I can’t say if the folks who produce the price estimates for USDA do or don’t use an equilibrium model or even have basic demand curves, but I can point to some things that suggest we don’t know what the soybean demand curves look like.  Back to basics.  If the price is determined by an S&D equilibrium model, and Supply is assumed to be a function of price, then it follows that every price reported in the WASDE reports is the intersection of the Supply with the implied demand curve.  Domestic demand curves are very stable over time with a bias to shift right as the number of consumers increase over time.  Thus, it should be very easy to construct a proxy demand curve from the WASDE reports.  In theory, the reported price points are the intersection of the Demand function which is price sensitive with the Supply function that is not price sensitive so the monthly price points should all be along a single function that traces out the demand curve.  We know the demand curve is not linear so that it flattens out at low prices and high quantity and turns up sharply at high prices and low quantities.  Regardless of the precise functional relationship with price, we know that demand theory says the demand function should be downward sloping from the upper left corner of S&D chart to the lower right corner.

Soybean demand

 

Look carefully at the chart for the 2022 soybean crop with the USDA prices graphically presented from the preliminary estimate in April 2022 through August 2023.  The chart violates two major economic assumptions.  It does not conform to a systematic functional form  and the regression is upward sloping rather than downward.

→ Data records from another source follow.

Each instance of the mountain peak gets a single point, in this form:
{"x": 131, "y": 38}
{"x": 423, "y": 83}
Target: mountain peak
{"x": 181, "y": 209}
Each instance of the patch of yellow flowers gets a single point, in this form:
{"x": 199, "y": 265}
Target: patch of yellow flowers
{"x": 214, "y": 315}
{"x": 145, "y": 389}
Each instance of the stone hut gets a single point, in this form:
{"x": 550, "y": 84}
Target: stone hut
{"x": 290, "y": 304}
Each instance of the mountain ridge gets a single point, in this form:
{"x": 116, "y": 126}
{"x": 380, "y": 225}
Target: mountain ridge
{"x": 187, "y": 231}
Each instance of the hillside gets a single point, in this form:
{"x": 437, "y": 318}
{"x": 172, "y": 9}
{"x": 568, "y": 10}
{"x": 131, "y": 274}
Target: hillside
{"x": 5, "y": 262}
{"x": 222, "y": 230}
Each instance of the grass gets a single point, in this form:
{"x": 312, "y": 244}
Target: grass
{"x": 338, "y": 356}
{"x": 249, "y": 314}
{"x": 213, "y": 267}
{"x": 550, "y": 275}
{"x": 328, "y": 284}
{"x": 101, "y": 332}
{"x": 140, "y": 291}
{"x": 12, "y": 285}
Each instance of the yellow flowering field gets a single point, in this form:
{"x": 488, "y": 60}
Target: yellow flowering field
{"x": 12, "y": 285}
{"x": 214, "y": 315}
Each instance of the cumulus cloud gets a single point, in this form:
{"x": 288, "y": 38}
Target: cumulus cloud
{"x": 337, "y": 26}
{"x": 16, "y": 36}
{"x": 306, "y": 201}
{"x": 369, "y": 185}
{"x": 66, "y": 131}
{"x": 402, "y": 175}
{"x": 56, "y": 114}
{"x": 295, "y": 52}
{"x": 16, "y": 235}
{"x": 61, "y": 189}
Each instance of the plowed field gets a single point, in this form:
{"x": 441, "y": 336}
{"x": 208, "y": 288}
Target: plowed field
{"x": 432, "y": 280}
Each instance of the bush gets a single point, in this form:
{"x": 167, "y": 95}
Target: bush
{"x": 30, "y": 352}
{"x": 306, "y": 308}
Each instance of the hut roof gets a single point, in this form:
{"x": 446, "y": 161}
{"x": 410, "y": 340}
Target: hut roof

This is not meant to say that USDA is using inappropriate price estimation methodology.  It is meant to point out a major source of volatility if the true demand estimates are not consistent.  The only line in the Use section that is normally subject to major demand changes is Exports.  The demand function for exports is a composite of the demand curves for all countries using soybeans.  The quantity demanded for U.S. exports slides up and down the U.S. demand curve as well as the demand curve of each country all the time just like quantity of soybeans used domestically, but there is a whole new set of factors that can shift the entire demand curve for exports over very short periods.  Once domestic Supply and Use have been determined, the major source of volatility is a shift in export demand and the direct impact on ES and Price.

Volatility is about the unknown and rumors about the unknown future.  Regretfully, farmers will never have all the information about the future between harvest and the time they have to convert the crops to cash flow.  Being integrally involved in world markets as our grain markets are, means marketing decisions will always have to be made within a context of even less stability than our own domestic markets.